DALLAS — Editor’s Note: The above video is from January 30, 2022.
Snow is seen as a magical treat for many in Texas.
Makes sense. Significant winter weather events don’t happen on a regular basis for most Texans.
But, when they do, they usually leave quite a mark.
Let’s look back at some of DFW’s most memorable winter weather events.
The coldest of the cold
Let’s start with the obvious, since it’s still so fresh. The February cold snap of 2021. Severe and prolonged cold gripped much of the state, and there was even a rare moment when every single one of Texas’s 254 counties were under a winter storm warning.
That’s likely to never happen again.
DFW spent 139 consecutive hours below freezing. 246 people died across the state. Rolling power outages, burst pipes and record energy consumption across the state left many North Texans with mental scars. The coldest temperature that February was -2°, which was also the second-coldest temperature EVER recorded in DFW. The coldest was -8° way back on February 12, 1899.
DFW only averages a below-zero temperature about once every 25 years.

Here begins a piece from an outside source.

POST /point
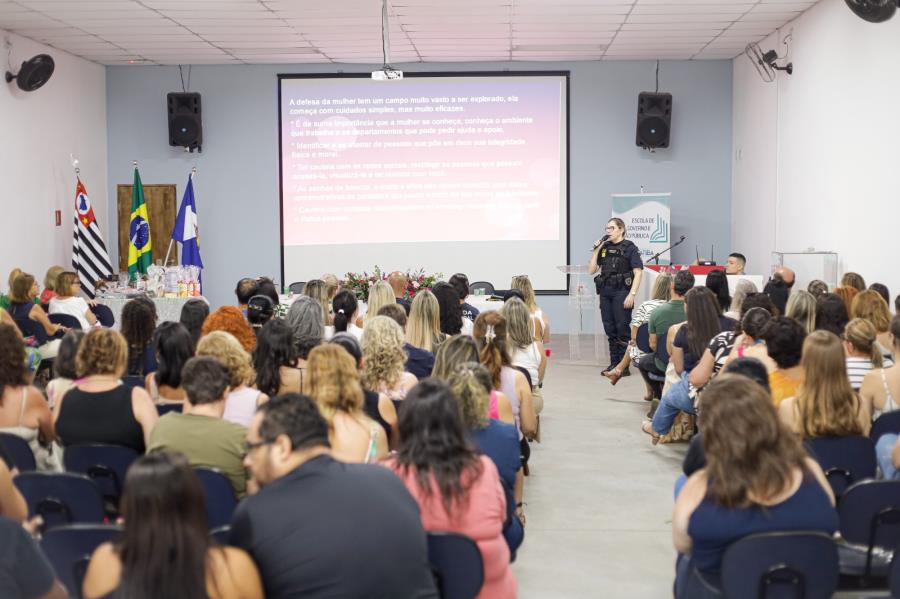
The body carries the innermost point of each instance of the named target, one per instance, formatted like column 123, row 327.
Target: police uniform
column 617, row 262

Surprisingly, February 2021 wasn’t the longest stretch on record we spent below freezing. Back in December of 1983, DFW spent 295 hours in a row below 32°. This was remarkable for the area — it even got so cold that White Rock Lake was solid enough to walk on!
The snowiest and iciest
Apologies to any Cowboys fans reading this, but the last time Dallas was even in a conversation regarding a Super Bowl was when their stadium hosted the big game on February 6, 2011. That year’s matchup was between the Pittsburgh Steelers and, appropriately, the Green Bay Packers.
The days leading up to the Super Bowl were rough. Check out these National Weather Service archives:
February 1, 2011
Heavy rain accompanied a strong arctic front. The precipitation transitioned to heavy sleet thunderstorms during the early morning hours of February 1. Winds gusted over 50 mph at DFW Airport with heavy sleet. The precipitation changed to snow before ending, accumulating 6 to 7 inches of frozen precipitation in Graham and Olney.
February 3-4, 2011
Snow began in Central Texas during the evening hours of February 3. The snow spread north overnight, impacting nearly all of North Texas. Snow continued in Northeast Texas into the evening hours of February 4.

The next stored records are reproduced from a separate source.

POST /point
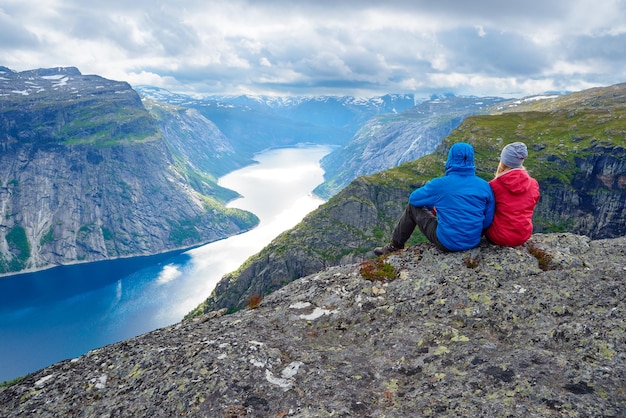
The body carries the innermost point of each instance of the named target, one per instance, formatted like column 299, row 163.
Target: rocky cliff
column 577, row 146
column 535, row 331
column 387, row 141
column 86, row 173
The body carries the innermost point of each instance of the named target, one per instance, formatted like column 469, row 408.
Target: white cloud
column 309, row 47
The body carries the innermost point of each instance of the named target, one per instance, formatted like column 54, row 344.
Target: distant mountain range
column 577, row 146
column 92, row 169
column 88, row 173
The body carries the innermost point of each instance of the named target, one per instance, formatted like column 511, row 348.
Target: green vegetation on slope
column 577, row 152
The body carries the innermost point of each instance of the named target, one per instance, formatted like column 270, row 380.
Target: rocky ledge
column 536, row 330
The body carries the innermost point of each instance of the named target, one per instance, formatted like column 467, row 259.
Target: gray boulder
column 536, row 330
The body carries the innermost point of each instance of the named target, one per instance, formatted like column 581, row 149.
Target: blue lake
column 66, row 311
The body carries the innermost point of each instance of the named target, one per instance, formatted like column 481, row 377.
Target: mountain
column 387, row 141
column 577, row 153
column 532, row 331
column 87, row 173
column 255, row 123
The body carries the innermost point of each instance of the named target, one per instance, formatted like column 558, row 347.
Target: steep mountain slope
column 255, row 123
column 532, row 331
column 577, row 153
column 390, row 140
column 87, row 174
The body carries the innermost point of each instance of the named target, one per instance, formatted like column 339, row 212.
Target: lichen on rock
column 487, row 332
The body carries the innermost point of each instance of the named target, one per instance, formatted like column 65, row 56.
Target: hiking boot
column 389, row 248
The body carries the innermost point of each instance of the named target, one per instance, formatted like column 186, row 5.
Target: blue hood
column 461, row 159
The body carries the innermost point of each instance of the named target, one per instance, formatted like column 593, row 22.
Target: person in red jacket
column 516, row 194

Dallas Love Field measured 5.1 inches for the event. Totals of 6 inches or more could be found in Collin County, and from Corsicana to Terrell and Canton. The heaviest amounts were 7 to 8 inches, from Emory and Sulphur Springs to Mineola and Mount Pleasant.
What an absolute mess leading up to the big game.
Things weren’t any tidier the year before, when more than a foot of snow fell on DFW Airport in 24 hours, breaking a record.
Check out the archive entry for that event:
February 11-12, 2010
Record breaking snow fell across North Central Texas. Cold air was already in place when a slow moving upper level low approached.
The low slowed significantly as it got closer to the region, and this allowed relatively warm and moist air to move over the colder air at the surface for an extended period of time.
This very unusual event brought snowfall totals of a foot or more for many locations around the DFW Metroplex. Haslet reported 14.4 inches, while DFW Airport had a record breaking 12.5 inches in 24 hours.
Widespread power outages resulted from the heavy snow, weighing down tree limbs and breaking transmission lines. Clean up from the tree damage lasted for weeks.
But which was the costliest?
Another dishonorable distinction for the deadly February winter storm and deep freeze of 2021? That it was also the costliest winter weather event in Texas state history — in terms of both money and life lost.
246 Texans lost their lives as a result of the Arctic blast. Statewide damages, meanwhile, totaled in excess of $100 billion.
Between 2010 and 2020, Texas experienced 67 extreme weather events in all, racking up some $200 billion in damages, but the 2021 storm alone halved the total cost of the entire weather decade that preceded it. Pretty crazy to think about.
We always marvel when we see Dallas under ice and snow, but you’d think we’d be used to it by now. Our wallets sure are!